A Message from Bishop Sullivan: We believe in the sanctity of every human life

This letter from Bishop Dennis Sullivan originally appeared in the Friday, May 16 edition of the Catholic Star Herald.

Last week, a deeply troubling Internet video of a woman filming her own abortion at a clinic in Cherry Hill spread quickly throughout the country. It has received wide publicity.

As the video originated here in the diocese, this is an especially important moment for us to reflect on our Catholic belief in the sanctity of every human life.

Bishop Sullivan prays as part of 40 Days for Life in October.

This belief has its roots in the very first chapter of Scripture, when we read in the Book of Genesis that God created man and woman in his own image and likeness. In other words, each and every human person bears the mark of God in a unique and beautiful way. Each and every person is a beloved creation of our Heavenly Father – from the initial moment of life onward. 
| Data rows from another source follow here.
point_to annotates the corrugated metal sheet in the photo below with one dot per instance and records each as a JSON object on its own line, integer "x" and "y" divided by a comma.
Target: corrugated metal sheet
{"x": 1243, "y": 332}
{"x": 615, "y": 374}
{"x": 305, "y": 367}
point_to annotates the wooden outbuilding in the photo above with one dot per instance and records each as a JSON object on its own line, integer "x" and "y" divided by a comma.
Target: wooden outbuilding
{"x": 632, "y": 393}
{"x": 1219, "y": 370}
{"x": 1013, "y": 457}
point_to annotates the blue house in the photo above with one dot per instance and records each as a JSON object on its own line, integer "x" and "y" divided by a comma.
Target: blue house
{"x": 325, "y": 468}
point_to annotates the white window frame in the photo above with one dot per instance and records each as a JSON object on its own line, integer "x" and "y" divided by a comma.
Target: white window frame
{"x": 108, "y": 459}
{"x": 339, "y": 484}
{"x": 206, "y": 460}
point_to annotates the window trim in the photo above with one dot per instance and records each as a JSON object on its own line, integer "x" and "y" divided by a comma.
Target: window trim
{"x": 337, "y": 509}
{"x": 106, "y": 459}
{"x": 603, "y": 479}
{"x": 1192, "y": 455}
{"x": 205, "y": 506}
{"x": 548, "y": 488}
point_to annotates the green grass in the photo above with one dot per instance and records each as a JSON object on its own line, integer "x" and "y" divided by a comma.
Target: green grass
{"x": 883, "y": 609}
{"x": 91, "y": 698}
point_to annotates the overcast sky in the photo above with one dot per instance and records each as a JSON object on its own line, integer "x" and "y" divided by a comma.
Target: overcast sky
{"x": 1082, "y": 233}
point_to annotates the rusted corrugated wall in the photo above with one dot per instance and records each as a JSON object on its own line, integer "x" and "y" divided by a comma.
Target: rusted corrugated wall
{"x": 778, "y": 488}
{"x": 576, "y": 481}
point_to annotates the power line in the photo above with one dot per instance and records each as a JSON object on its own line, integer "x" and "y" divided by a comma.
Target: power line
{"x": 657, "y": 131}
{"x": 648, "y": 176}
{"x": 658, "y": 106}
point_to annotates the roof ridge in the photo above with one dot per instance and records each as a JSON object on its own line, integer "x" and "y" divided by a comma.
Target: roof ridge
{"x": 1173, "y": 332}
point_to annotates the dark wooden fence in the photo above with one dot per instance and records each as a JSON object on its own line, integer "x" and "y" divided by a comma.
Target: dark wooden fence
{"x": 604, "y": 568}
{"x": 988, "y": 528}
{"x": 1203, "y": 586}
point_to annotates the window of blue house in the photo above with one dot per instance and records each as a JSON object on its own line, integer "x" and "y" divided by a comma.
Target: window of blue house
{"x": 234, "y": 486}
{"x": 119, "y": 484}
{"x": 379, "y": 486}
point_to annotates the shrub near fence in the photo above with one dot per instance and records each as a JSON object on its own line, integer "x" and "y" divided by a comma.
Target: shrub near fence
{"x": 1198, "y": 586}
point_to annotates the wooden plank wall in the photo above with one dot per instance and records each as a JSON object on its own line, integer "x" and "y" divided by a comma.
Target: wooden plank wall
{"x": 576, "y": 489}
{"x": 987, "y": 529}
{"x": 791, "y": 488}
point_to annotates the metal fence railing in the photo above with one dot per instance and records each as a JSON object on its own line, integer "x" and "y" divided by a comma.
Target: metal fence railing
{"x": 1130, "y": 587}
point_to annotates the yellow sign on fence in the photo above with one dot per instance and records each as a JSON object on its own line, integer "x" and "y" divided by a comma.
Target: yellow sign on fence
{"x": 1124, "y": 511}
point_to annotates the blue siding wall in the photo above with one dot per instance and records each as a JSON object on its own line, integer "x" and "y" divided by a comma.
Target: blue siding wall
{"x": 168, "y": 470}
Our Holy Father Pope Francis frequently talks about what he has called “the inestimable value of all human life.” Last summer, in a message to Catholics in Britain, he wrote: “Even the weakest and most vulnerable, the sick, the old, the unborn and the poor, are masterpieces of God’s creation, made in his own image, destined to live forever, and deserving of the utmost reverence and respect.”

Tragically, it is all too clear that we live in a world where reverence toward the most vulnerable is often absent. “Our faith stands in marked contrast” to this grim reality, the U.S. Conference of Catholic Bishops proclaims in a document called Communities of Salt and Light. “At a time of rampant individualism, we stand for family and community. At a time of intense consumerism, we insist it is not what we have, but how we treat one another that counts. In an age that does not value permanence or hard work in relationships, we believe marriage is forever and children are a blessing, not a burden.”

As disciples, we imitate God’s love for each person when we put these values into action, building what Saint John Paul II called a “culture of life.” We build a culture of life when we support crisis pregnancy centers and adoption agencies. We build a culture of life when we welcome new life, no matter the circumstance. We build a culture of life when we advocate for public policies that lift up families struggling to make ends meet.

During this Easter season, our celebration of Christ’s Resurrection reminds us that we are a people of hope. Even in the midst of darkness and sin, the Light of Christ shines. May the power of God’s love over death inspire all people of good will to work toward a culture of life in our diocese and beyond.